Ronald Reagan was originally a Democrat and an admirer of Franklin D. Roosevelt, and supporter of the New Deal. During the 1950s, his political leanings began to shift more conservatively. As a result, he endorsed the presidential candidacies of Dwight D. Eisenhower in 1952 and 1956 as well as Richard Nixon in 1960 while remaining a Democrat. In 1962, Ronald Reagan formally switched to the Republican Party.

California Republicans were impressed with Reagan's political views and charisma after his "Time for Choosing" speech, they nominated him for Governor of California in 1966. He was elected as Governor of California and served until 1975.

In 1976, Ronald Reagan challenged incumbent President Gerald Ford in a bid to become the Republican Party's candidate for president. In 1980 he successfully gained the nomination of the Republican party and won the 1980 Presidential election. He would serve as President of the United States until 1989.

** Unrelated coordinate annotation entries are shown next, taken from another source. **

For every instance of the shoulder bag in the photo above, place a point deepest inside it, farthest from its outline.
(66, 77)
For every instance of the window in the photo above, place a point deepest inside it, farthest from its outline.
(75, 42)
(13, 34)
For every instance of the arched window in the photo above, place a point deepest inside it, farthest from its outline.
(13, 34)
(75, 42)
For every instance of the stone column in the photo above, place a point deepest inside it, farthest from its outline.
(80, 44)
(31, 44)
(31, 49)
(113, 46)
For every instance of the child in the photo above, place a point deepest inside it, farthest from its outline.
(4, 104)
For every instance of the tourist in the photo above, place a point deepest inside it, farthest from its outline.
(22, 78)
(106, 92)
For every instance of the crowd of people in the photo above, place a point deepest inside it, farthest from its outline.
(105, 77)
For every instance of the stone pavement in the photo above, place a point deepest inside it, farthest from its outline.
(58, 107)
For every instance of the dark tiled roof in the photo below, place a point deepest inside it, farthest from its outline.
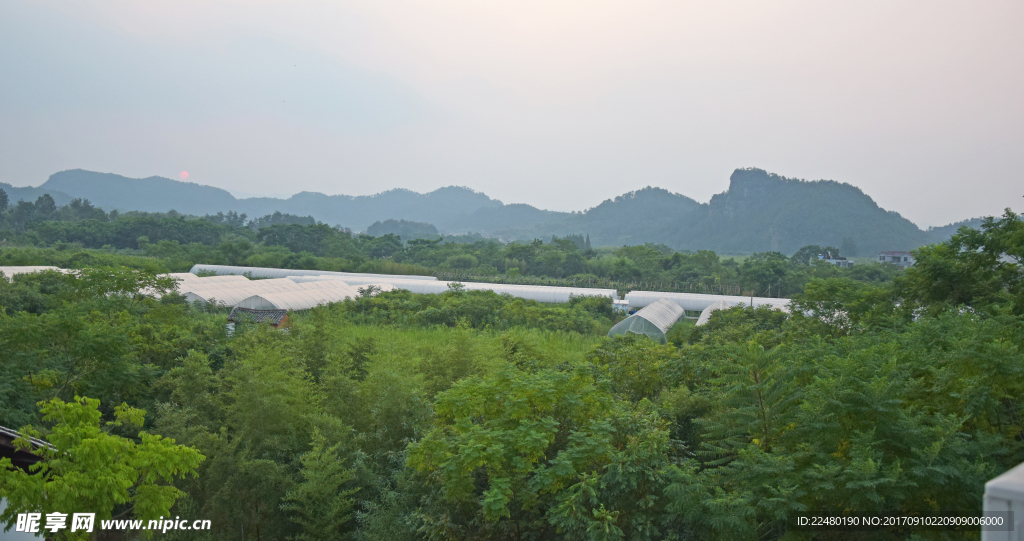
(254, 316)
(20, 458)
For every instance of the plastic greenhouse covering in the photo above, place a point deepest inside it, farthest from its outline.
(263, 272)
(297, 300)
(698, 301)
(722, 304)
(9, 272)
(653, 321)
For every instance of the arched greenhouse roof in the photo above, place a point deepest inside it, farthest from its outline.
(264, 272)
(698, 301)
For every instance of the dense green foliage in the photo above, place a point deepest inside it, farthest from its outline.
(468, 415)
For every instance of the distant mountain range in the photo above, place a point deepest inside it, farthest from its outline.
(760, 211)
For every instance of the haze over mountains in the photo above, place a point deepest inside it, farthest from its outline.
(760, 211)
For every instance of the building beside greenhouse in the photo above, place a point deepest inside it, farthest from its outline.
(274, 318)
(653, 321)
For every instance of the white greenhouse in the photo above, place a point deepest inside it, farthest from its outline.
(9, 272)
(263, 272)
(297, 300)
(653, 321)
(698, 301)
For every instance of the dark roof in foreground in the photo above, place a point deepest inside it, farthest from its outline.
(255, 316)
(19, 458)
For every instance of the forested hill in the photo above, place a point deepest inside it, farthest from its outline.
(760, 211)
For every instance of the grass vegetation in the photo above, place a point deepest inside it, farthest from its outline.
(469, 415)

On March 30, 1981, Reagan, along with his press secretary James Brady and two others, were shot by a would-be assassin, John Hinckley, Jr. Missing Reagan's heart by less than one inch, the bullet instead pierced his left lung.

Ronald Reagan was the first and only President of the United states to be divorced. He was also the first and only President to have been a member of a Union. To date, Ronald Reagan is the oldest man elected to President of the United States, being 69 at the time he was elected.

Ronald Reagan died on June 5, 2004 at the age of 93 due to complications from pneumonia and Alzheimer's disease.